# Please help me with Jeux d'eau



## Blue

Hi! Okay, I know it's not the best etiquette to immediately start a new discussion as a newbie, so I apologize! I wouldn't do it if I weren't at my wit's end with this question.

Here's the background: I'm going to college in the US as a piano performance major in August, but I'm currently an expat in Australia with no teacher or musical connections. I thought that it would be a good idea to work on some pieces over the summer so I chose Jeux d'eau (among others) because I'd only played one Ravel prelude and it seemed a good entry-level piece to Ravel's body of work.

I've got most of it figured out but one section is completely confusing me: the 'le chant un peu dehors', measures 38 to 40. It sounds extremely dissonant in a way that doesn't fit the character of the piece. The left hand C#s clashes with the RH D naturals in the beginning of the measure. Then when the RH plays an E min broken chord, the LH plays a Cmaj7! It just sounds so weird to me after all the lovely augmented and minor stuff.

I've checked notes and listened to Youtube versions- but in the ones I've listened to, the left hand is so soft I can barely hear it. Can someone with better listening skills then me please tell me if it's meant to clash so strongly and I should just "cover it up" or if it sounds fine and I have some notes wrong?


----------



## hreichgott

I haven't played this but my impression is that that section has a lot of chromatic scales in it, so half steps and dissonances are built in. You could treat it like a bit of a cadenza, with "tutti" coming back in at 1er Mouvt a couple of pages later. I like Pascal Rogé's interpretation; he really leans into the chromaticism and makes it sound like a contrasting section. Jean-Yves Thibaudet is quite good too, different approach, very fast and sparkling. Both are on Spotify.

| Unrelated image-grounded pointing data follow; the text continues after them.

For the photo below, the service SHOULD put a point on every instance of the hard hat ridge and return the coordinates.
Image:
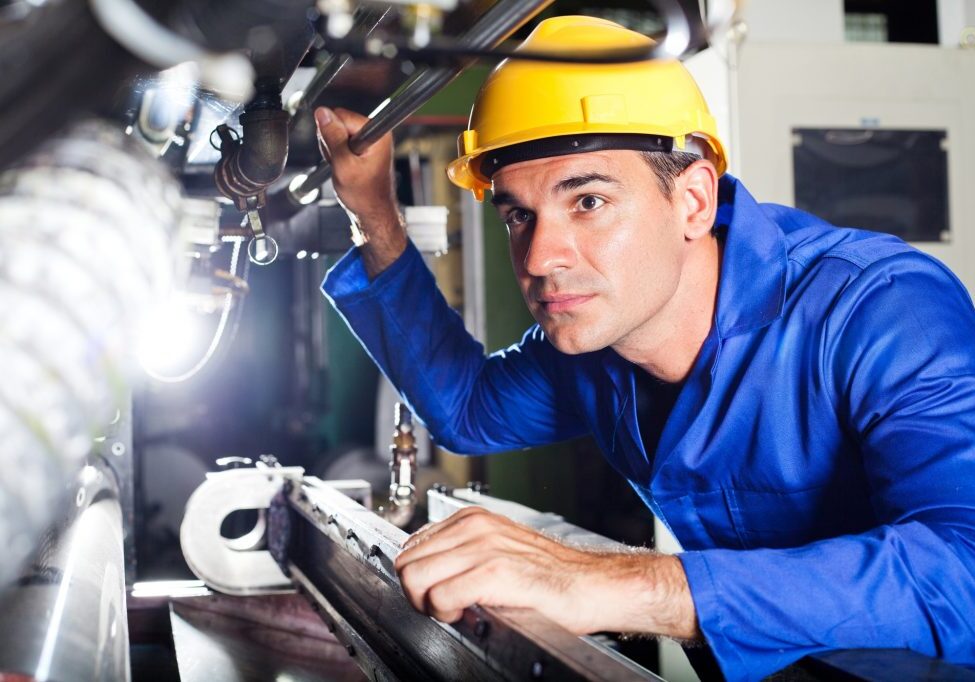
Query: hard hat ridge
(531, 109)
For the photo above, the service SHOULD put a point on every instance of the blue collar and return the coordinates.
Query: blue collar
(751, 290)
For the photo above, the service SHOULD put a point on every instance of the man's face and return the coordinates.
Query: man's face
(596, 247)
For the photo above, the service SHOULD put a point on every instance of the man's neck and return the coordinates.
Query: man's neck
(668, 345)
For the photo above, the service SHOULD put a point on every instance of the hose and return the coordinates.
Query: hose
(87, 227)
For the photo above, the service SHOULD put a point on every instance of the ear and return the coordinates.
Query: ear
(697, 191)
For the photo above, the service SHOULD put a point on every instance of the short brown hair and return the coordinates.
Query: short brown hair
(666, 166)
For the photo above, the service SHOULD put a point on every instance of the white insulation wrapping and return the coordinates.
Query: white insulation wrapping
(87, 233)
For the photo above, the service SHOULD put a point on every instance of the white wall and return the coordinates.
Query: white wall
(794, 21)
(953, 17)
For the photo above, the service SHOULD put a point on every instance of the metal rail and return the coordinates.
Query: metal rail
(500, 21)
(341, 555)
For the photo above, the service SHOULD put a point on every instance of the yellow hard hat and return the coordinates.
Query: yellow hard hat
(532, 109)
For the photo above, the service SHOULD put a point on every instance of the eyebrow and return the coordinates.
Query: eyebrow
(565, 185)
(577, 181)
(503, 198)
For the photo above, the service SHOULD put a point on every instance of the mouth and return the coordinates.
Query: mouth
(553, 304)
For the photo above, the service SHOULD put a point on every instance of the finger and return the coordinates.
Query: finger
(417, 577)
(492, 583)
(431, 529)
(355, 122)
(332, 133)
(460, 528)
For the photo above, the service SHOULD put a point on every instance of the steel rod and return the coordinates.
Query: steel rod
(500, 21)
(365, 18)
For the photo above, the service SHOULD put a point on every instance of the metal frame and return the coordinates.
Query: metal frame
(498, 22)
(340, 554)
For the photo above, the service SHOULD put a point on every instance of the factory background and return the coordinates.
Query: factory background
(265, 369)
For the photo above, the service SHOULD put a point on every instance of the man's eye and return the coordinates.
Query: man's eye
(517, 216)
(590, 202)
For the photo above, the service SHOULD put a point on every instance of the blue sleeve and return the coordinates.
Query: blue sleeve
(899, 354)
(471, 404)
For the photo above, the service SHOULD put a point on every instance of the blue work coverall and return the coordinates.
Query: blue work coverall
(818, 466)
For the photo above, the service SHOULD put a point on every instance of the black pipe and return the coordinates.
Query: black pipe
(365, 21)
(222, 25)
(500, 21)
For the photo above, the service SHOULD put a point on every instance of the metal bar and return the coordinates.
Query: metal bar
(367, 17)
(66, 617)
(500, 21)
(340, 554)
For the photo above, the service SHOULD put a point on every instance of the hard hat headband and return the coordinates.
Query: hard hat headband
(562, 145)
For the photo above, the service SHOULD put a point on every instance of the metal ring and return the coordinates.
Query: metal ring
(268, 252)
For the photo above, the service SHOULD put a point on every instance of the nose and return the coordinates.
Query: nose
(550, 248)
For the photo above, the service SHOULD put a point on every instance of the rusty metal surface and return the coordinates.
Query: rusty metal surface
(340, 555)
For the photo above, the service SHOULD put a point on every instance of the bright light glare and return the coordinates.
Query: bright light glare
(169, 588)
(170, 339)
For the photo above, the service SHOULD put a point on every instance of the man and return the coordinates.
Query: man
(795, 401)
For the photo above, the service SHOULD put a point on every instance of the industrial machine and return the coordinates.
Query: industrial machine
(158, 160)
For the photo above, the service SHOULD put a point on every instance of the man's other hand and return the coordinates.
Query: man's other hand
(476, 557)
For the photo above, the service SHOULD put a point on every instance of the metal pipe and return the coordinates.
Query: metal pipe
(500, 21)
(66, 617)
(365, 17)
(402, 468)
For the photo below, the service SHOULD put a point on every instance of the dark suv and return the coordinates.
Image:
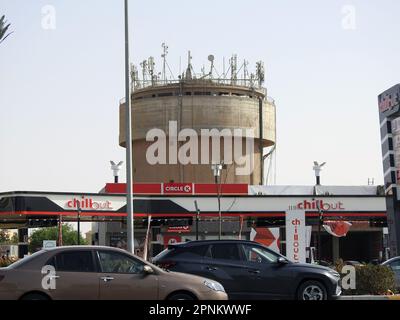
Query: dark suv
(248, 270)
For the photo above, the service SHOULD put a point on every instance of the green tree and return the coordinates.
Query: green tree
(69, 236)
(4, 29)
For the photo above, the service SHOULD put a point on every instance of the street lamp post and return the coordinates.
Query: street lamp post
(317, 170)
(78, 209)
(128, 125)
(217, 168)
(116, 168)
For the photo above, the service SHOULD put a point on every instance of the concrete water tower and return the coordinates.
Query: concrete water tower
(234, 100)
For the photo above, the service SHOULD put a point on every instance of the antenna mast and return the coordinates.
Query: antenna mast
(164, 56)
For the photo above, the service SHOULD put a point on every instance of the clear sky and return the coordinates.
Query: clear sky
(60, 88)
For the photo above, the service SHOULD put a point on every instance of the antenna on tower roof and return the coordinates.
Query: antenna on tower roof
(150, 67)
(260, 73)
(164, 56)
(189, 68)
(233, 62)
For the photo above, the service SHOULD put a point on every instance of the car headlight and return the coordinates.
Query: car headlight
(213, 285)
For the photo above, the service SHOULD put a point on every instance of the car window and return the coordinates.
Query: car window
(193, 252)
(259, 254)
(225, 251)
(74, 261)
(114, 262)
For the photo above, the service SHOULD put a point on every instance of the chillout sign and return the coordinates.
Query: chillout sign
(88, 204)
(318, 205)
(296, 236)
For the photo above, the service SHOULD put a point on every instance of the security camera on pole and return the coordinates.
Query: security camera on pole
(116, 168)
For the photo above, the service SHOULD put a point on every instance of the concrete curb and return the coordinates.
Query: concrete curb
(370, 297)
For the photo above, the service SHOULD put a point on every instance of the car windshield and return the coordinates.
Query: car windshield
(258, 254)
(24, 260)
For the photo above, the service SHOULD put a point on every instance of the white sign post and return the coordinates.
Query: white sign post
(296, 236)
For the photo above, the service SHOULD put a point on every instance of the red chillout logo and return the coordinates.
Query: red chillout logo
(318, 204)
(296, 244)
(88, 204)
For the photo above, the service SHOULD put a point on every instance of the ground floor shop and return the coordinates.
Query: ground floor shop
(167, 213)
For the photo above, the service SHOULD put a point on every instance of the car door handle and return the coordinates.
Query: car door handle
(211, 268)
(254, 271)
(106, 279)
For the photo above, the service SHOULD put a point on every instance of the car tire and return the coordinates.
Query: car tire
(181, 296)
(312, 290)
(35, 296)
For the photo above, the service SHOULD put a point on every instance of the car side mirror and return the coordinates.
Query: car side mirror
(282, 260)
(148, 270)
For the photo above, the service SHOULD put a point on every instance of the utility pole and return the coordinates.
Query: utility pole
(197, 219)
(60, 230)
(128, 125)
(217, 168)
(317, 169)
(78, 209)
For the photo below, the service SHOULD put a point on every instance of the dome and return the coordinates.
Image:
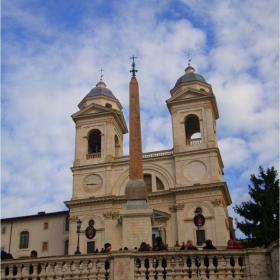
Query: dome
(101, 89)
(190, 76)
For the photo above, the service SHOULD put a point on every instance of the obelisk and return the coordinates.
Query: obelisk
(136, 214)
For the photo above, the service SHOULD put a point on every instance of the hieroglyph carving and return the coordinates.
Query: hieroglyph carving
(217, 202)
(177, 207)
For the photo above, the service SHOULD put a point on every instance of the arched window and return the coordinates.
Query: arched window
(117, 146)
(66, 246)
(192, 130)
(24, 240)
(94, 141)
(148, 180)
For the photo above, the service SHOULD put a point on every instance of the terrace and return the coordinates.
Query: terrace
(258, 263)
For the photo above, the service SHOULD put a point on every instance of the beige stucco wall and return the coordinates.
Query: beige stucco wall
(55, 235)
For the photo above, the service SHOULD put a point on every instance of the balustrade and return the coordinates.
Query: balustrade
(93, 155)
(148, 155)
(164, 265)
(195, 141)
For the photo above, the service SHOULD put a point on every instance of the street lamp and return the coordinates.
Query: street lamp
(79, 222)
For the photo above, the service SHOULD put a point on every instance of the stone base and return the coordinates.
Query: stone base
(137, 227)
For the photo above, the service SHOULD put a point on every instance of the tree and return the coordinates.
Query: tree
(261, 213)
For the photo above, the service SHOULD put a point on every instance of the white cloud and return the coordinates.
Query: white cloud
(48, 68)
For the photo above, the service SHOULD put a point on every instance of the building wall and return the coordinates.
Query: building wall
(55, 235)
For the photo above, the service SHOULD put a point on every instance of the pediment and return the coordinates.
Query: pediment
(188, 94)
(160, 215)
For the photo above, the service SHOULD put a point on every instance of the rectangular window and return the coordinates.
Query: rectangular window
(3, 230)
(24, 240)
(45, 246)
(66, 246)
(90, 247)
(200, 236)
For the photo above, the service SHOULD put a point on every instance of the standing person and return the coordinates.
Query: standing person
(190, 246)
(33, 254)
(209, 245)
(158, 245)
(183, 246)
(144, 247)
(231, 245)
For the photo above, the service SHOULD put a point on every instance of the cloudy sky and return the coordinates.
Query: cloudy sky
(52, 52)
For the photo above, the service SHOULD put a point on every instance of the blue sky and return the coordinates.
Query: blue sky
(51, 55)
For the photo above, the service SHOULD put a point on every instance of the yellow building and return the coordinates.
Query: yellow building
(183, 182)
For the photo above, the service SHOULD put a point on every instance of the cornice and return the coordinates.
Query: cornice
(161, 194)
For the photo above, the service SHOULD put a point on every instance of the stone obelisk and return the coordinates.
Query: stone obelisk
(136, 214)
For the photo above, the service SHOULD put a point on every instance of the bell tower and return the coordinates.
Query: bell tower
(194, 112)
(100, 126)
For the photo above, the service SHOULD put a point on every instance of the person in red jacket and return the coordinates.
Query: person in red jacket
(231, 245)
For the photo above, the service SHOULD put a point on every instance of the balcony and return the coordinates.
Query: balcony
(93, 155)
(147, 155)
(261, 264)
(190, 142)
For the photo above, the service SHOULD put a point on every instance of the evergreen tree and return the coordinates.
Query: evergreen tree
(261, 213)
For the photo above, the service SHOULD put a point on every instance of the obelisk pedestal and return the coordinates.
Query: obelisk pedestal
(137, 217)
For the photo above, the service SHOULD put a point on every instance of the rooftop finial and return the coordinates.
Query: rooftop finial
(189, 55)
(133, 71)
(101, 70)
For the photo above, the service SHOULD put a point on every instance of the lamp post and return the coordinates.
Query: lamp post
(79, 222)
(199, 221)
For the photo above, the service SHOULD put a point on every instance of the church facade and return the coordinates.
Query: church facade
(184, 184)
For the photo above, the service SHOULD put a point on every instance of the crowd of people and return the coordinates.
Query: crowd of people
(158, 246)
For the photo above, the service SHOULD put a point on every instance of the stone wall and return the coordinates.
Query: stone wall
(261, 264)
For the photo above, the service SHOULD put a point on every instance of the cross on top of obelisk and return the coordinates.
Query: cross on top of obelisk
(101, 70)
(133, 71)
(189, 55)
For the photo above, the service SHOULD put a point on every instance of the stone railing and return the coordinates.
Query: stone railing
(133, 265)
(195, 141)
(148, 155)
(93, 155)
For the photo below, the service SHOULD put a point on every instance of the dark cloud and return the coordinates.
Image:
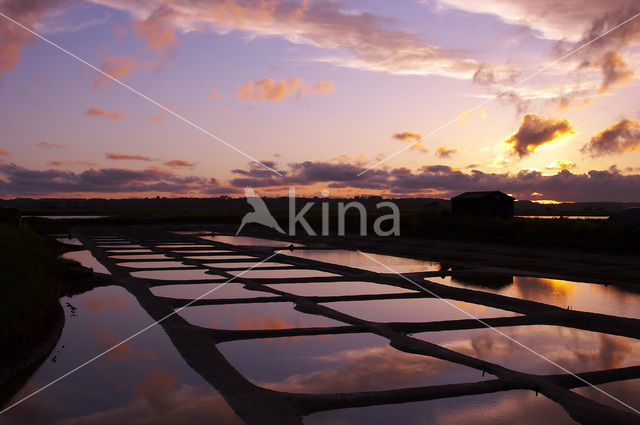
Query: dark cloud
(614, 70)
(445, 181)
(446, 152)
(179, 163)
(122, 156)
(535, 131)
(20, 181)
(407, 135)
(619, 137)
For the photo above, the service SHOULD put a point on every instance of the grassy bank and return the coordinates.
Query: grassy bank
(30, 315)
(589, 235)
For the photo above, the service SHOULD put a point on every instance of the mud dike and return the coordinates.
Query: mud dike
(257, 405)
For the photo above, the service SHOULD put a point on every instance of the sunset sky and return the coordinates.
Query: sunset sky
(321, 91)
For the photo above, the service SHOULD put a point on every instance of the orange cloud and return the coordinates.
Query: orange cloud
(561, 164)
(116, 66)
(119, 31)
(366, 40)
(622, 136)
(418, 147)
(324, 87)
(407, 135)
(445, 151)
(157, 29)
(270, 90)
(121, 156)
(536, 131)
(614, 71)
(63, 163)
(179, 163)
(49, 145)
(95, 112)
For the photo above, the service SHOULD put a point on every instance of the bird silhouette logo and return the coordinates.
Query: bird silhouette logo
(260, 213)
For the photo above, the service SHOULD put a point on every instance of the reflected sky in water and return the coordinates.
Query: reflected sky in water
(220, 257)
(87, 259)
(339, 363)
(140, 257)
(562, 293)
(415, 310)
(626, 391)
(144, 381)
(279, 315)
(152, 264)
(505, 408)
(357, 260)
(247, 240)
(186, 274)
(574, 349)
(192, 291)
(275, 274)
(311, 289)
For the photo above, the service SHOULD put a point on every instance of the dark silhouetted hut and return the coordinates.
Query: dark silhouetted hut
(483, 204)
(10, 215)
(626, 217)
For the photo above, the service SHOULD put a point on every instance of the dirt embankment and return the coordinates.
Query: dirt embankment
(31, 317)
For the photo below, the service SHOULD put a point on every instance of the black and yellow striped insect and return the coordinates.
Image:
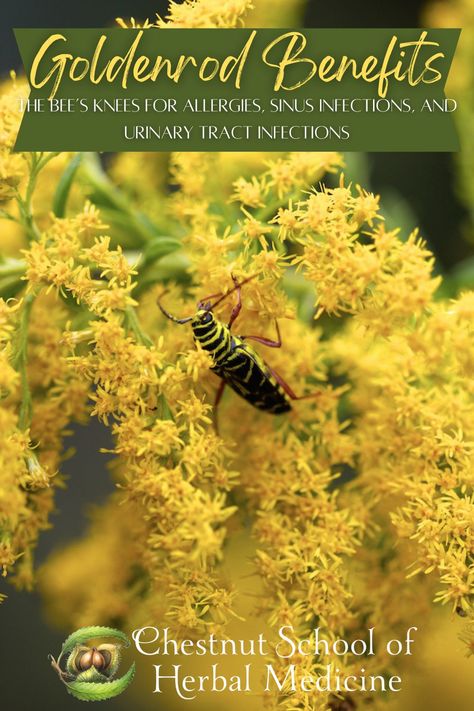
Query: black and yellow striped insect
(235, 361)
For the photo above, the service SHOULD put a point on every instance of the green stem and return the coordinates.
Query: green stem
(134, 326)
(108, 195)
(38, 161)
(21, 360)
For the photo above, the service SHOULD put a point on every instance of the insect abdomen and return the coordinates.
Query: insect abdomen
(249, 380)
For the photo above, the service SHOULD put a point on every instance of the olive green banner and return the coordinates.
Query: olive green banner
(239, 89)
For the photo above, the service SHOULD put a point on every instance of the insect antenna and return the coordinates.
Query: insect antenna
(231, 291)
(170, 316)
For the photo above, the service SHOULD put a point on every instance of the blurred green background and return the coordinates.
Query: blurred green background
(418, 190)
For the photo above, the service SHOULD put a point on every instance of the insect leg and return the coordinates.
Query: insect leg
(288, 390)
(266, 341)
(217, 400)
(238, 305)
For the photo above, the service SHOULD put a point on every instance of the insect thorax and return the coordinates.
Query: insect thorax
(212, 335)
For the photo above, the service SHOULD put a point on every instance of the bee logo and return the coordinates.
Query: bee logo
(87, 664)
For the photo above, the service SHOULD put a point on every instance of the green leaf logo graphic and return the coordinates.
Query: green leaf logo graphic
(91, 658)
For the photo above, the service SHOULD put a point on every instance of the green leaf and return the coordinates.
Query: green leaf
(97, 691)
(86, 633)
(64, 186)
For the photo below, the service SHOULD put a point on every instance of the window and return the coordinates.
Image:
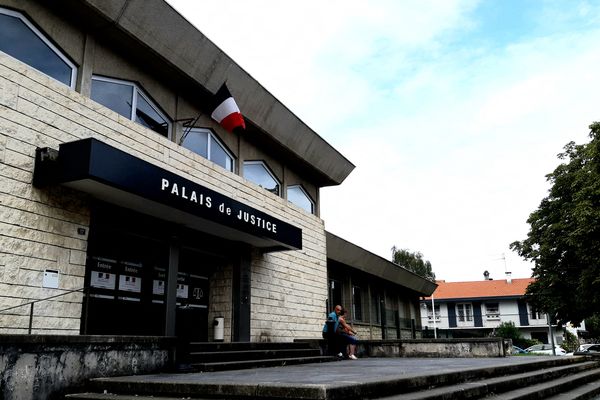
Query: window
(356, 303)
(492, 310)
(20, 39)
(204, 142)
(298, 196)
(464, 312)
(430, 313)
(127, 99)
(257, 172)
(534, 313)
(335, 293)
(376, 300)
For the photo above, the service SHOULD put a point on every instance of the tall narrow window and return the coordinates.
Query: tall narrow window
(20, 39)
(534, 313)
(430, 312)
(464, 312)
(299, 197)
(357, 303)
(257, 172)
(127, 99)
(492, 311)
(376, 300)
(205, 143)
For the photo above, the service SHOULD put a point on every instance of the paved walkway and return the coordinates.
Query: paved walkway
(335, 374)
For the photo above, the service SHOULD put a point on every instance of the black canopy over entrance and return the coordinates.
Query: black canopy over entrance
(113, 175)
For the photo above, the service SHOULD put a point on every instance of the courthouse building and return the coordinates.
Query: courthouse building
(128, 210)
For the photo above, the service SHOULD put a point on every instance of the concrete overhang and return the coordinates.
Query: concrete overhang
(163, 33)
(349, 254)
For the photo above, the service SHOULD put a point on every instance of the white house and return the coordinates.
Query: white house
(476, 308)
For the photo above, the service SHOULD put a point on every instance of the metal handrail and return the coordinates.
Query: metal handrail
(32, 303)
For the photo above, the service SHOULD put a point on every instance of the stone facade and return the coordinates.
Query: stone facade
(47, 229)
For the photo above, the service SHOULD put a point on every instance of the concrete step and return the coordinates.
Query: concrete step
(247, 355)
(462, 383)
(590, 390)
(547, 389)
(262, 363)
(475, 389)
(241, 346)
(112, 396)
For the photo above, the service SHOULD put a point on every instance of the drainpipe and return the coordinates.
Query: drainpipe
(433, 310)
(551, 334)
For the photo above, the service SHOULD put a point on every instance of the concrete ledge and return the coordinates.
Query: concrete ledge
(459, 348)
(46, 366)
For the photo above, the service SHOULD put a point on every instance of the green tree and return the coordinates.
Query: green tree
(571, 343)
(564, 237)
(413, 262)
(592, 326)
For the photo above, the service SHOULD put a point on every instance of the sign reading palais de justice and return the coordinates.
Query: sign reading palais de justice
(203, 200)
(91, 159)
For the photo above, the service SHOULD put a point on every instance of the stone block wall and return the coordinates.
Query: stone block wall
(41, 229)
(43, 367)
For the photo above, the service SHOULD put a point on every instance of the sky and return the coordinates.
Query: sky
(453, 111)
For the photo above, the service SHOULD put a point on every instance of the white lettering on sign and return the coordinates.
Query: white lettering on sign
(200, 199)
(185, 193)
(257, 221)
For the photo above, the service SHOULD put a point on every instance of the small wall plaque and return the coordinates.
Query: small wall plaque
(50, 279)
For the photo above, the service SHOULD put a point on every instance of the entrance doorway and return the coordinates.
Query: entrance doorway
(127, 277)
(192, 297)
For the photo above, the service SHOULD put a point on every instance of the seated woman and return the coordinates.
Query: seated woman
(348, 335)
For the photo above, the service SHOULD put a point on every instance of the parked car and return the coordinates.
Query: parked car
(584, 347)
(545, 349)
(589, 349)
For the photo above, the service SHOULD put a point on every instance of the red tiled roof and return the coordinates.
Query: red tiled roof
(478, 289)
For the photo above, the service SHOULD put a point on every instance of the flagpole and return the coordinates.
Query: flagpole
(188, 128)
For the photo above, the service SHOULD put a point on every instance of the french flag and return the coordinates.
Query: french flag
(226, 111)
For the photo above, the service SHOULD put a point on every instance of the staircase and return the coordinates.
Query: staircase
(561, 378)
(207, 357)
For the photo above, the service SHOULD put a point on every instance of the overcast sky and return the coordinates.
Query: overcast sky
(452, 111)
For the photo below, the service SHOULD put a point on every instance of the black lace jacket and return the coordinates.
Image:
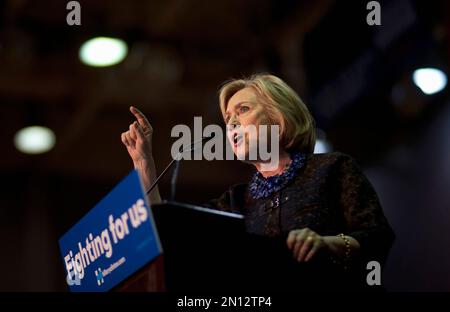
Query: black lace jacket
(330, 195)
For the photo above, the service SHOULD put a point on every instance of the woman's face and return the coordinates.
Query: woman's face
(244, 109)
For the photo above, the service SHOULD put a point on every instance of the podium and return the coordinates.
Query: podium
(209, 250)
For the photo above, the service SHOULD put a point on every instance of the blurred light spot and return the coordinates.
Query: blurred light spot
(321, 147)
(103, 51)
(430, 80)
(34, 140)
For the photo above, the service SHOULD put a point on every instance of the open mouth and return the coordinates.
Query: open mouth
(237, 139)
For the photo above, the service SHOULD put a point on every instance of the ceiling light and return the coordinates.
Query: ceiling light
(34, 140)
(430, 80)
(103, 51)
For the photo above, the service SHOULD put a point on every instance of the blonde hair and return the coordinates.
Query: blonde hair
(283, 106)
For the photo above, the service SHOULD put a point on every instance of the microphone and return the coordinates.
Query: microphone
(177, 159)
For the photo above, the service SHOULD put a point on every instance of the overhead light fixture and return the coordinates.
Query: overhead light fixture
(34, 140)
(321, 147)
(103, 51)
(430, 80)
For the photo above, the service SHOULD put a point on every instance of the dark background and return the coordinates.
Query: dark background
(355, 78)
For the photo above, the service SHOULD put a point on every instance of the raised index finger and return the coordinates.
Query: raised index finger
(140, 117)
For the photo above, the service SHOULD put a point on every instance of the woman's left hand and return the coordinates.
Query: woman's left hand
(305, 243)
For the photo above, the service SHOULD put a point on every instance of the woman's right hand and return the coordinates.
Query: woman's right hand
(138, 141)
(138, 138)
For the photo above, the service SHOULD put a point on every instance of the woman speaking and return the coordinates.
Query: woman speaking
(320, 203)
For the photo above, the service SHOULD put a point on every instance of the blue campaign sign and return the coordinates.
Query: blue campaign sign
(112, 241)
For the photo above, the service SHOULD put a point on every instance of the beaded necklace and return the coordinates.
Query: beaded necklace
(261, 187)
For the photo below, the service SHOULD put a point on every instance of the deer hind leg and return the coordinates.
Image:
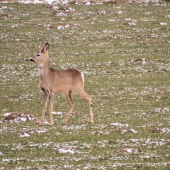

It could be that thinking horizontally would help, rather than worrying about what's happening vertically, but that's just a conjecture for something I haven't played.

I do know that you shouldn't cover anything up. Ravel meant every note he ever wrote


----------



## Turangalîla

I have played this. Bring out the melody, a lot. For example, the melody for the first few notes is D, C sharp, F double-sharp, G sharp, and B. Really, the first and third notes are appoggiaturas on the second and fourth and are bound to create dissonance. Let the melody float_ above_ the watery harmonies, not within them. This section is also supposed to create tension, so the dissonances are normal.

Oh, and if you are looking for other good "entry-level" Ravel pieces, I would learn the Sonatine...I learned that right before the Jeux d'eau and it went swimmingly


----------



## Blue

Thank you both so much! Both those comments really help. Thibaudet's and Roge's interpretations truly give completely different viewpoints, don't they? It's really interesting to hear the contrasting approaches.

CarterJohnsonPiano, thanks especially for pointing out the melody. I was overlooking the way those notes are actually eighth notes- now, when I "sing" those, it makes the section work, woohoo!  And I'll definitely take a look at the Sonatine. Now on to conquer that 1er movement part!


----------



## tdc

Blue said:


> *Then when the RH plays an E min broken chord, the LH plays a Cmaj7!* It just sounds so weird to me after all the lovely augmented and minor stuff.


Those two chords share 3 notes, so the E minor over a Cmaj 7 would essentially be one big Cmaj7 chord.


----------



## Blue

Very true, tdc, thanks for pointing that out.


----------



## Kcenter

I always think this is madness. People seem to think _Jeux d'eau_ is a beginner piece but I had more trouble with it than I did Scarbo. I think it went _Jeux d'eau, Ondine, Scarbo_ in terms of difficulty for my hands (brain was a totally different story).

Regardless, it's an absolutely beautiful piece. I was always encouraged to bring out the melody more too, but depending on where you plan to perform it, you may want to leave it creepy, mysterious and, of course, "water-y". I don't necessarily hear drops of water that much louder than other drops of water... of course I really just loathe banged out melodies, in Bach especially.

Good luck, Blue. I'd like to hear it when you think it's ready!

KC


----------